Mongolian regulations provide that,
subject to payment of applicable taxes, foreign investors may remit out of
Mongolia, in foreign exchange, profits or dividends derived from a source within
Mongolia. Remittance by foreign investors of any other amounts
(including, for instance, proceeds of sale arising from a disposal by a foreign
investor of any of his investment in Mongolia) out of Mongolia is subject to the
approval of the State Administration of Exchange Control or its local branch
office. No assurance can be given that such approval would be granted
if we dispose of all or part of our interest in our operations in
Mongolia. Further, there can be no assurance that additional
restrictions on the repatriation of earnings in Mongolia will not be imposed in
the future.
Gold
is principally a dollar-priced commodity, and most of our revenues are realized
in or linked to dollars while production costs are largely incurred in the
applicable local currency where the relevant operation is located.
The weakening
of the dollar, without a corresponding increase in the dollar price of gold
against these local currencies, results in lower revenues and higher production
costs in dollar terms. Similarly, costs in dollar terms will increase where
local inflation rates are greater than dollar inflation rates and the local
currency does not depreciate against the dollar to compensate for this. In some
instances, as in Guinea, exchange rates are controlled by the relevant central
bank of the countries in which we operate and the exchange rate may be
artificially set to levels that may have a detrimental impact on the dollar cost
of locally sourced goods and services. Conversely, the strengthening of the
dollar, without a corresponding decrease in the dollar price of gold against
these local currencies yields significantly higher revenues and lower production
costs in dollar terms. If material, these exchange rate movements may have a
material adverse effect on our results of operations.
Risks
Related to CWM Technology
Our
business venture into the CWM business is subject to a high risk of
failure.
Our business
venture into the CWM technology business through our investment in FCS and the
CWM technology is at a very early stage and is subject to a high risk of
failure. The CWM fuel technology has not been proven by the CWM Principals, FCS
or us to be a commercially viable fuel alternative. In order to establish
commercial viability, we will have to either undertake the construction and
operation of the contemplated demonstration facility or convert an existing
facility to be compatible with our CWM technology, both of which would be very
costly. Even if the demonstration facility were constructed or an existing
facility converted and operational, there is no assurance that the commercial
viability of this CWM process would be established or that we would be able to
expand the facility into a commercially viable operation or to generate revenues
from this technology.
-
35 -
We
are uncertain of our ability to protect technology through patents.

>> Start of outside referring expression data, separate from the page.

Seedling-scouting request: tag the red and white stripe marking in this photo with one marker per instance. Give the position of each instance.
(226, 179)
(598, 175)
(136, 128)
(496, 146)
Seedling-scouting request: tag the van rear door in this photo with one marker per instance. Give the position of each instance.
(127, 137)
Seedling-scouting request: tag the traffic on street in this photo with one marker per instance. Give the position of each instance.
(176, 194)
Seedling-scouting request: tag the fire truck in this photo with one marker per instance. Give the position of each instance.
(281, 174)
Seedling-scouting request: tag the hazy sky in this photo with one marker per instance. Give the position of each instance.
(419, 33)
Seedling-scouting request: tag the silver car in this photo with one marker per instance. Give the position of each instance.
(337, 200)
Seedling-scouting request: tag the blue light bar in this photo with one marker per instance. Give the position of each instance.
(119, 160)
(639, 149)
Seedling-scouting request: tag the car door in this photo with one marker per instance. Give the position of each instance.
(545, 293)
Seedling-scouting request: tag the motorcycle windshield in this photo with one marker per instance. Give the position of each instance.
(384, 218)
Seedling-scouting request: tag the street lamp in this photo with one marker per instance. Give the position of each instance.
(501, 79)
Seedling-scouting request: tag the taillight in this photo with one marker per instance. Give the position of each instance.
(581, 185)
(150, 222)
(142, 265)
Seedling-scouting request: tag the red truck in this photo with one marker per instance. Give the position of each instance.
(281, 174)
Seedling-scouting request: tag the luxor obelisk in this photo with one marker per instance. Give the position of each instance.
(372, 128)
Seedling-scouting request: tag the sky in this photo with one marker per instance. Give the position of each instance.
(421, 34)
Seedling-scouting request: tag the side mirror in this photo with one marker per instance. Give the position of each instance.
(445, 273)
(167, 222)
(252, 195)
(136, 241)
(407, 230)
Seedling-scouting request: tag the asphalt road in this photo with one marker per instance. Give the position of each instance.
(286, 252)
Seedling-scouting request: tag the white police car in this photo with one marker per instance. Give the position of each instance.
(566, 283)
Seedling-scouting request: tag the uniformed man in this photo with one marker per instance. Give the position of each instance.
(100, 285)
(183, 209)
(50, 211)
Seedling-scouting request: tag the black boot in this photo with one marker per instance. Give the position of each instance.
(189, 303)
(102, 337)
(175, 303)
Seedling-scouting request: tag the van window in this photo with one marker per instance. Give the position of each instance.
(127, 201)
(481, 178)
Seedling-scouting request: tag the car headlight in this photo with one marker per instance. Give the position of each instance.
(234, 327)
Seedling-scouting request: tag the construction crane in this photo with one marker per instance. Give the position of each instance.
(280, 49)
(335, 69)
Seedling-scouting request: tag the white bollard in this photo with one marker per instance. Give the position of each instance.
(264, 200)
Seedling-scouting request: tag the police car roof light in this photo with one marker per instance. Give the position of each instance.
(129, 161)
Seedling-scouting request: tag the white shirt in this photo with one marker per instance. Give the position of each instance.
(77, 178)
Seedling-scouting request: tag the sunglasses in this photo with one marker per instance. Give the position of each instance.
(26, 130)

Our ability to compete effectively
will depend on the success of FCS in protecting its proprietary technology, both
in the United States and abroad. We believe that many patents have
already been issued in the area of CWM, both in the United States and abroad,
although to date we have not conducted a patent search. FCS directly, or through
us, plans to file for patent protection in the United States and possibly
outside the United States after it acquires the CWM technology. No
assurances can be given that any patents will be issued to FCS or to
us.
No assurance can be given that any
patents relating to the existing CWM technology will be issued from the United
States or any foreign patent offices, that it will directly or through us
receive any patents in the future based on its continued development of the CWM
technology, or that our CWM patent protection within and/or outside of the
United States will be sufficient to deter others, legally or otherwise, from
developing or marketing competitive products utilizing FCS’s CWM
technologies.
If FCS directly, or through us,
obtains patents, there can be no assurance that they will be enforceable to
prevent others from developing and marketing competitive products or
methods. If FCS directly, or through us, brings an infringement
action relating to any future patents, it may require the diversion of
substantial funds from its or our operations and may require management to
expend efforts that might otherwise be devoted to its or our
operations. Furthermore, there can be no assurance that FCS or us
will be successful in enforcing our CWM patent rights.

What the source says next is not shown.